INTRODUCTION: Chest compression is regarded as a vital component of CPR and should be initiated immediately upon recognition of cardiac arrest in order to preserve circulation and thereby maintaining vital functions. Mechanical devices for CPR are still more common in the pre- and in-hospital treatment of cardiac arrest. Injuries due to treatment with these are known to occur. The aim of this case series was to identify and characterize the injury pattern in patients who had received mechanical CPR with focus on the visceral injuries.

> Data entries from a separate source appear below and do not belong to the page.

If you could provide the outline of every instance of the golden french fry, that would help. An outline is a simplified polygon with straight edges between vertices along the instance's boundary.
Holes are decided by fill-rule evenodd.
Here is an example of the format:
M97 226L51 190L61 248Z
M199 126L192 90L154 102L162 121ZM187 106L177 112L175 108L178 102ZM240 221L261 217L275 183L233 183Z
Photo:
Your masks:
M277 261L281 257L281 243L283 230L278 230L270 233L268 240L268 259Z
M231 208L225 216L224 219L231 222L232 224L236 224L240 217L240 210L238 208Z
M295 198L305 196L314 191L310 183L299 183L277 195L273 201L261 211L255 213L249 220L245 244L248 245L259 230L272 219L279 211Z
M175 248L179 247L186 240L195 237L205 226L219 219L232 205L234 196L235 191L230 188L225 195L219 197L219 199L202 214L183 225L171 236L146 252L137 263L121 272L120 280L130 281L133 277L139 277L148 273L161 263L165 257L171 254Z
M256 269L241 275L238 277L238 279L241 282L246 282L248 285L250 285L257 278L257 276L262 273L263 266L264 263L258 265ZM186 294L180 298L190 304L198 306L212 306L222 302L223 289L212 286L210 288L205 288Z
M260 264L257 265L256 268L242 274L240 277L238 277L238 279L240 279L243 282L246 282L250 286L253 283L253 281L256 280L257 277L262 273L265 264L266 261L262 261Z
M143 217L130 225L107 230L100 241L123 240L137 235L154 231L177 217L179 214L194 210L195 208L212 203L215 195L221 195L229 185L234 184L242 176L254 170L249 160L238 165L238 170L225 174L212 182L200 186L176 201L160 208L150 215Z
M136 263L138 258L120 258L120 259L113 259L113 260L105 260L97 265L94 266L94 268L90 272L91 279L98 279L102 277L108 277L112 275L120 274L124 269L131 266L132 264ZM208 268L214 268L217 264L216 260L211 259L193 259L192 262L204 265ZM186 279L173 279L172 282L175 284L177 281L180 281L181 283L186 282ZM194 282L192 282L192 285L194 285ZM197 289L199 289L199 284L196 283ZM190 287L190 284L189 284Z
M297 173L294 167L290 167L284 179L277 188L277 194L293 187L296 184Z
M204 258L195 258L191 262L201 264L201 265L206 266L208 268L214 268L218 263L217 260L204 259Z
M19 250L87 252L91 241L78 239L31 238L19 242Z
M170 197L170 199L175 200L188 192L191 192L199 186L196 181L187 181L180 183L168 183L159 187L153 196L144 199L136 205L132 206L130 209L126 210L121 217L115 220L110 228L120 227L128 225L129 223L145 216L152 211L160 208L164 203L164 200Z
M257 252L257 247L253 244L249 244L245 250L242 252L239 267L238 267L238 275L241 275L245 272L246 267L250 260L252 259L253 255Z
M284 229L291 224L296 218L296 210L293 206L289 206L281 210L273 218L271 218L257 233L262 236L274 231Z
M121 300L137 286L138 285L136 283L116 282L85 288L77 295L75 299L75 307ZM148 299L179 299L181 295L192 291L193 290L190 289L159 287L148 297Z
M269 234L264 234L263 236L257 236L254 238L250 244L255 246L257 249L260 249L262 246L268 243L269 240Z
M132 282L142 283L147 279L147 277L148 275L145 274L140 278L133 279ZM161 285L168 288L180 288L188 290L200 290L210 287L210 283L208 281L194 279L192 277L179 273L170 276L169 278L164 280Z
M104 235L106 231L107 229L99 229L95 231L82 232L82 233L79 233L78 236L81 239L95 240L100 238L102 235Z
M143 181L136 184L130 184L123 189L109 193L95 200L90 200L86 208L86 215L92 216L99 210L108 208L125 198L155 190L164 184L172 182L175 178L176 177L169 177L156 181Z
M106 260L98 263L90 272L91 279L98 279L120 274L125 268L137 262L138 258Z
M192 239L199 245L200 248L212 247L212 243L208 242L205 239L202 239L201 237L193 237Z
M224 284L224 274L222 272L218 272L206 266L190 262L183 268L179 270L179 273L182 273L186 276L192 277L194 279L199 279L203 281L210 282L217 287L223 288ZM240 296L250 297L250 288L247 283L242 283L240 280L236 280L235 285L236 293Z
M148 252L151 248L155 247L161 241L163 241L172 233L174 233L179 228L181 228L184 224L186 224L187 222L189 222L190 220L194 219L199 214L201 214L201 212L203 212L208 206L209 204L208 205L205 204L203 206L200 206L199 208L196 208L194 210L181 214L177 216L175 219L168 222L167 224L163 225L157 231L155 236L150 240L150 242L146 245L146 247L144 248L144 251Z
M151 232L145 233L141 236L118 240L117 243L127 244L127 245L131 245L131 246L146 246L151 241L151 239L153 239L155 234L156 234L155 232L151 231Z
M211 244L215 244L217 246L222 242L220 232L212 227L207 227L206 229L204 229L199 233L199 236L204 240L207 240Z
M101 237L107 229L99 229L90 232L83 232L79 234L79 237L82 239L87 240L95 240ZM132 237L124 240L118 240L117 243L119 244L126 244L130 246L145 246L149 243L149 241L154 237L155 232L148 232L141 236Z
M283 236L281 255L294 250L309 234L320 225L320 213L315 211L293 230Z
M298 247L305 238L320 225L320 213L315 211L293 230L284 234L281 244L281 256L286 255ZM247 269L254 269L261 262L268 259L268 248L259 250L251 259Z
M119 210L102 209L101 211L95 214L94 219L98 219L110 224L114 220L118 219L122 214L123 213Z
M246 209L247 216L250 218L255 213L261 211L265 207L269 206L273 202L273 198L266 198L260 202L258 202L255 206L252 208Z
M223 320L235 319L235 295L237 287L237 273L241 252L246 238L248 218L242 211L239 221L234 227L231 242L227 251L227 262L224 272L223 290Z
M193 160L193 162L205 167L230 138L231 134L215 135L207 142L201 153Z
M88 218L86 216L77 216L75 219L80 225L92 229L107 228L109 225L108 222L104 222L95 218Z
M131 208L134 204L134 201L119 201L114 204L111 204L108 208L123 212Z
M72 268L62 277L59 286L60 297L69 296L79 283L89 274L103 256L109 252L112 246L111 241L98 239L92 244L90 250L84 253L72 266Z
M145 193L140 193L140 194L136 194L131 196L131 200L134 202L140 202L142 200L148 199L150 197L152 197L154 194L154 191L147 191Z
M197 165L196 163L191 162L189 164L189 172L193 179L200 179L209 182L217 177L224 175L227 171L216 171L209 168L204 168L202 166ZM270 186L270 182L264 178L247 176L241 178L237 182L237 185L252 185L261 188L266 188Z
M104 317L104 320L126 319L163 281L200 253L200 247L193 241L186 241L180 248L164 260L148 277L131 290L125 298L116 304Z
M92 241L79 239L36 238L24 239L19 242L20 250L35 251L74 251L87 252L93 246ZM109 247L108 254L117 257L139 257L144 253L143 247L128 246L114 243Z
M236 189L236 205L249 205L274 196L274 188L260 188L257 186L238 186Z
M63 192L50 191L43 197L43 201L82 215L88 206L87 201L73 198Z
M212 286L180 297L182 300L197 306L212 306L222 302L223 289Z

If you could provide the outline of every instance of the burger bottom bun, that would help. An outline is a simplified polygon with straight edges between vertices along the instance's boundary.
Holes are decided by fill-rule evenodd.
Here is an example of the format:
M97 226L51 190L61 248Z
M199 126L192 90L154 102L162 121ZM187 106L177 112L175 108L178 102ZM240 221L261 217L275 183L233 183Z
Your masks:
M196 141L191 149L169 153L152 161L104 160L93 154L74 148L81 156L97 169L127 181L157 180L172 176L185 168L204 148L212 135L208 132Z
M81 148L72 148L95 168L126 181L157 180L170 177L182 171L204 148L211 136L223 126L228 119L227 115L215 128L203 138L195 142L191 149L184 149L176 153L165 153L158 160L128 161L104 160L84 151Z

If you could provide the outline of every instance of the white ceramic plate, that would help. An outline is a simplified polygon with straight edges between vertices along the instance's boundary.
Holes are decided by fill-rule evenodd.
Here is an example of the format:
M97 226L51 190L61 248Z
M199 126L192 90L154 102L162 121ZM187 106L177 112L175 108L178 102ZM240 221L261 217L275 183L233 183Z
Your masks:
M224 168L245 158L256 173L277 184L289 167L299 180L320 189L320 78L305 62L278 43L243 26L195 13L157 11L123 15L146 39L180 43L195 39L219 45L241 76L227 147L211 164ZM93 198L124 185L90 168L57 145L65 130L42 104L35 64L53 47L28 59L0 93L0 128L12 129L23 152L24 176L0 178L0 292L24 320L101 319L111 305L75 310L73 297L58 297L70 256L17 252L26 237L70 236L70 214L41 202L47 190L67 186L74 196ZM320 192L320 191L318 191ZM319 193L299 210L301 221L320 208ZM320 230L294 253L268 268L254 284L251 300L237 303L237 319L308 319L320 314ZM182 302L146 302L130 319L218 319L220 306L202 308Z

METHOD: From 2016 to 2018, we prospectively included all patients who had received out-of-hospital mech-CPR with a LUCAS device in the Region of Southern Denmark (RSD) who were subsequently autopsied. Both hospital and forensic autopsies were included. We excluded cases with age less than 18, trauma immediately preceding the cardiac arrest, or known pregnancy.
RESULTS: A total number of 50 cases were included in this study. Overall, 38 (76%) had injuries. In the remaining 12 cases (24%) we found neither skeletal or visceral injuries nor any bruising of the chest. 11 (22%) had visceral injuries. Four patients suffered abdominal injuries. The remaining patients had thoracic injuries only. In five cases, the pathologist considered the injuries life-threatening had the patients otherwise survived. These five cases were less than 55 years old and had no known or observed conditions which could explain the extend of injury.
CONCLUSION: We found five iatrogenic injuries which in itself could have been fatal had the patients survived the incident. It is of great importance for the forensic pathologists to be aware of the possible types of injuries and their severity caused by compressions when dealing with patients treated with mechanical CPR as they are both diverse and can be extensive.